We average 35,000 deaths in the United States from influenza yearly, with some outliers like the winter of 2017–18, in which over 60,000 deaths were recorded.  In the medical community, pneumonia is darkly referred to as “the old people’s friend,” as it often kills the elderly and frail.  It is a fact of life.  We cannot shut down the world for each virus, “novel” or not.

Looking back, it is obvious that we should have been prepared with accurate and adequate testing for the virus, quarantined the sick, protected the elderly, and allowed America to work.  It is interesting that if we weren’t having such a great economy pre-virus, we may never have thought this disastrous option was feasible.  We “flattened the curve” of the viral impact on America, swapping it for a whole lot of financial trouble.  In addition, we are allowing a corruptible, inefficient government to administrate this calamity, a government that is ill prepared for the billions of dollars of fraud that will ensue.
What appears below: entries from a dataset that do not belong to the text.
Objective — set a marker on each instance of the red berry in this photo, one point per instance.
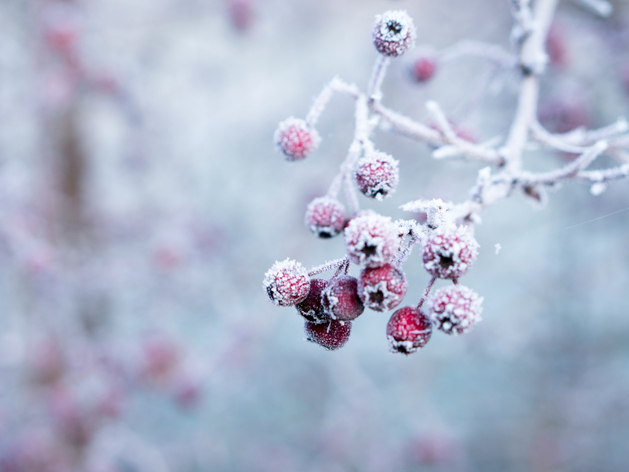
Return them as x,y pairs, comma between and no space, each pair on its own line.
424,69
340,299
311,308
377,175
382,288
325,217
332,335
371,240
455,309
408,330
287,283
296,139
394,33
449,252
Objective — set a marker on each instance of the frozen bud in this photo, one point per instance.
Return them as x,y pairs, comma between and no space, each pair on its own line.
325,217
394,33
424,69
311,308
340,299
455,309
449,252
332,335
371,240
295,139
408,330
382,288
377,175
287,283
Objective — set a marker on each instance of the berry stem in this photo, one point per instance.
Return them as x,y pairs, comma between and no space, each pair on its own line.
335,264
426,292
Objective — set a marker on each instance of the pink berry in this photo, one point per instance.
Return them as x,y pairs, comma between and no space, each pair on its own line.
332,335
424,69
296,139
382,288
377,175
325,217
287,283
408,330
371,240
394,33
340,299
449,252
311,308
455,309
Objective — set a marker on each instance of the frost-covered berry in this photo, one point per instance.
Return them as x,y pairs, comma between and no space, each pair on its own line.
449,252
424,69
394,33
340,299
455,309
371,240
311,308
408,330
332,335
287,283
325,217
382,288
296,139
377,175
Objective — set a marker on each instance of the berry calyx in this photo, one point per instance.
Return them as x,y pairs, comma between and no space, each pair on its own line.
340,299
394,33
371,240
325,217
449,252
408,330
332,335
455,309
311,308
287,283
377,175
295,139
382,288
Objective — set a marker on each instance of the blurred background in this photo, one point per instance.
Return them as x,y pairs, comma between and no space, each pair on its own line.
141,202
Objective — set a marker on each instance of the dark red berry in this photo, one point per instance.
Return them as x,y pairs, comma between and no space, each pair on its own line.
408,330
382,288
311,308
340,299
332,335
325,217
394,33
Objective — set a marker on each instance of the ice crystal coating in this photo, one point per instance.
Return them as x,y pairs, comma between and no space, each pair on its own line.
287,283
408,330
455,309
340,299
382,288
325,217
449,252
377,175
311,308
394,33
332,335
371,240
424,69
295,139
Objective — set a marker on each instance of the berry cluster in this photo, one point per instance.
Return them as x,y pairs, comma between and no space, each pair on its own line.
376,244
The future of small businesses, especially doctors’ practices that have managed to stay somewhat independent, is threatened by this quarantine.  As with all big-government interventions, big business and friends of the bureaucracy will ultimately do well.  Small business, the greatest employer and lifeblood of America, will suffer.  Many doctors will give up and join hospital corporations.  Many will take early retirement.  Those who do reopen will have had to suffer many hardships.  One predictable outcome is that doctors who are hoping to re-open their small businesses are finding that many of their former employees are all too happy to remain on the current generous unemployment option afforded by the bailout.

As a final thought, what would Dr. Fauci have recommended if he had the power he wields today and the AIDS epidemic was just starting?  Would he be quarantining homosexuals and IV drug abusers?  Would the left and the media be on board?  Would he be judged as barbarous and ridiculous?  Would doctors be asked to not go to work?